- Born: 26 August 1960 Ciudad de México
- Education: Autonomous University of Nuevo León
- Website: www.droscarvidal.com

= Oscar Vidal Gutiérrez =

Mexican medical doctor and researcher

Oscar Vidal Gutiérrez (born 26 August 1960) is a Mexican medical doctor and researcher. He was born in Mexico City and completed his medical studies at the UANL Faculty of Medicine and "Dr. José Eleuterio González” University Hospital from the Autonomous University of Nuevo León.

Vidal-Gutierrez is a specialist in gynecology and obstetrics and holds a Doctorate in Medicine from the UANL. He is also a postgraduate in Gynecological Oncology at the National Cancer Institute (INCAN). He also has a degree in law and a master's degree in Alternative Conflict Resolution Methods from the Faculty of Law and Criminology of the UANL.

His area of oncological surgery and specialty is in pelvic, ovarian, endometrial, vulvar, and breast tumors. He is a member of the National System of Researchers (SNI), Level I, of CONAHCYT.

He currently serves as the director of the UANL Faculty of Medicine.
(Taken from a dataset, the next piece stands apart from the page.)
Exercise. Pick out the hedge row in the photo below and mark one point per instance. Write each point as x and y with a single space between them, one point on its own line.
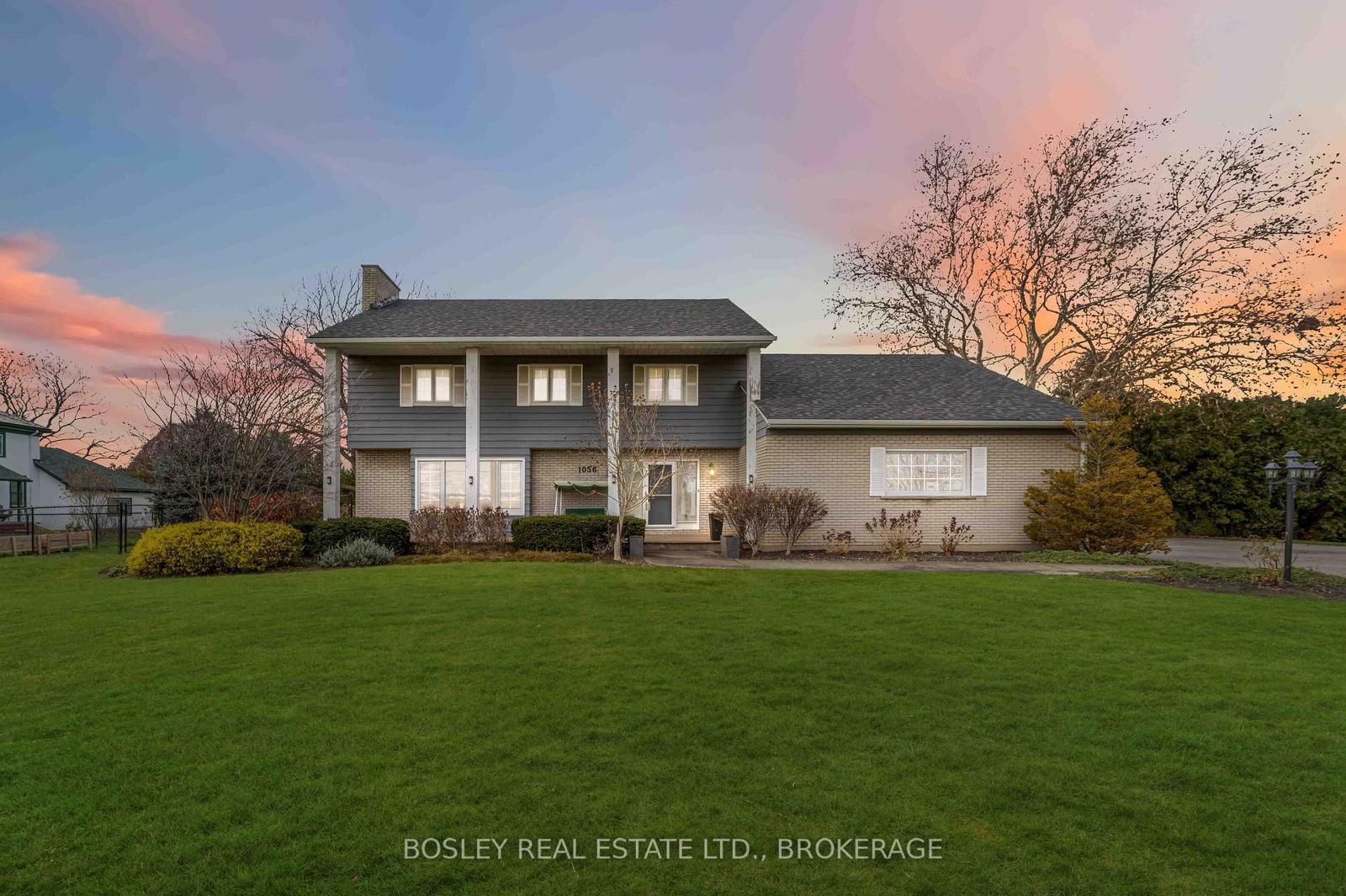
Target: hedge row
204 548
576 534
== Selected publications ==
- Clinical trial of radical hysterectomy by laparotomy vs. vaginally assisted laparoscopy in stage 1 cervical cancer. Doctorate thesis, Autonomous University of Nuevo León. 2001.
- Epidemiological algorithm for early detection of COVID-19 cases in Mexican Oncologic Center. Healthcare. 2022.
- Risk association of TOX3 gene polymorphisms with sporadic breast cancer in Mexican women. Current Oncology. 2022.
- Complete metabolic response after carboplatin desensitization in peritoneal carcinomatosis. Journal of Oncology Pharmacy Practice. 2022.
- Evaluation of ovarian reserve in women with Rheumatoid arthritis. Journal of family & Reproductive health. 2021.
- Nutritional screening in oncologic patients taking chemotherapy in a reference cancer center. Clinical Nutrition Espen. 2023.